Ades – Hi welcome back to Prime Time. I’m Brain Ades and today we are continuing our conversation with Tracy McCubin of dClutterfly. Tracy, tells me a little bit about the emotional process of letting go of things. I find a lot of times as a realtor coming in I’m faced with the emotional issues of people selling their homes and letting go and on top of that their personal belongings.
Tracy – One of the things you have to understand is it’s never about the stuff. So I tell people is, look – you don’t want that hunk of shiny red metal, you want the feeling that a brand new red sports car is going to give you. So you don’t want your old wedding vale, you want the memory of when you got married. So, maybe it’s taking photographs of it, you know, maybe it’s just acknowledging that and people can let go of it. So it’s just taking a moment and really acknowledging and know that it’s going to be hard. I mean, so people are like ‘get rid of it, don’t care’ and skipping out the door to cruise to Alaska.
Ades – Yeah, and a lot of the boomers that I’ve been working with that are selling their homes to downsize – which I want to talk to you about – I mean I see them taking even doors and windows that they are attached to, I mean it’s amazing.
Tracy – Yeah, and it’s probably more to do with what occurred in that house. Did they have their kids in that house? Did they raise their kids in the house? Did they launch their business in that house? You know, it’s not the doors and the windows. It’s whatever events took place. I had a client who had sell a house after her husband passed away and she had, just all sorts of stuff and it was very challenging and very sad because of his illness. What we did is we made a timeline and we went through with a calendar and said “this year you painted the house” and “this year you did…” you know, and just, we were able to record it, so when doing that she was able to leave and just know that she wasn’t going to forget the events that took place.
Ades – One thing that I’ve noticed with clients that are making a transition to downsize, the reality is, they’re really are only living in the kitchen, the living room and the bedroom. And they are in the mindset that they are ready to downsize, but they aren’t ready to let go of everything.

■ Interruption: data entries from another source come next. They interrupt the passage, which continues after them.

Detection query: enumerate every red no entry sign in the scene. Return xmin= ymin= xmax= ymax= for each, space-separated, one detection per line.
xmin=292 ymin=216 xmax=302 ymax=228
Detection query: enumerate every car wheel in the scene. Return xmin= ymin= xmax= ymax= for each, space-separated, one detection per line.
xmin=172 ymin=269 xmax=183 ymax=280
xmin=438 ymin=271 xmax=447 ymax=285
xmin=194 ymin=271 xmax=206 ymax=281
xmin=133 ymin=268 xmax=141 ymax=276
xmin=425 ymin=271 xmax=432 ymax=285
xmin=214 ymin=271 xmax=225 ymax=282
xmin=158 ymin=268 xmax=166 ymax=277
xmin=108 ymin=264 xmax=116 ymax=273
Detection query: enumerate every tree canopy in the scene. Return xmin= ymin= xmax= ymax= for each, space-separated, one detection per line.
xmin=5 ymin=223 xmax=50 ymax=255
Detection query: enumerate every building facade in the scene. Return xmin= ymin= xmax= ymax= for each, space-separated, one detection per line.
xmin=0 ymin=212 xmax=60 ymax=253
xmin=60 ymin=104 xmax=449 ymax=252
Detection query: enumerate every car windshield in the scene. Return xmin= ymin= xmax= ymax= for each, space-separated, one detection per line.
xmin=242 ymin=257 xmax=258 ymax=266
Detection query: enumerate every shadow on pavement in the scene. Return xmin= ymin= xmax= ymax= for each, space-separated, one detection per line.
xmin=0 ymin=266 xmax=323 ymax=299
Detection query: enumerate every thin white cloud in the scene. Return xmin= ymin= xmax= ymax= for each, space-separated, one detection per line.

Tracy – Right, exactly. So the conversation that I always like to have with people is – “ok you realize you’re going to have to let go of 70%? You think you’re going to have to let go of 30 – you’re going to have to let go of 70!” So sometimes it’s about figuring out what kind of person they are. Some people need to do it gradually. I’ve had plenty of clients that I’ve worked with over six months and we will tackle an area. I have other clients that are like “I want this done in four days”. Let’s say you have an old leather arm chair that your nephew has always loved. This is a great time to say “I’d like to give this to you know.”. I have a client right now who is just getting rid of all of her jewelry. It’s big, gorgeous stuff – she’s 85, she’s never going to wear it again and she’s giving it away now and she says “I would rather see you wear it”.
Ades – That’s beautiful.
Tracy – It’s sitting in the safe. So I’m really, I think it’s a great way to do it and really empowers the person. But you know, downsizing really means downsizing, it really means letting go way more than you think.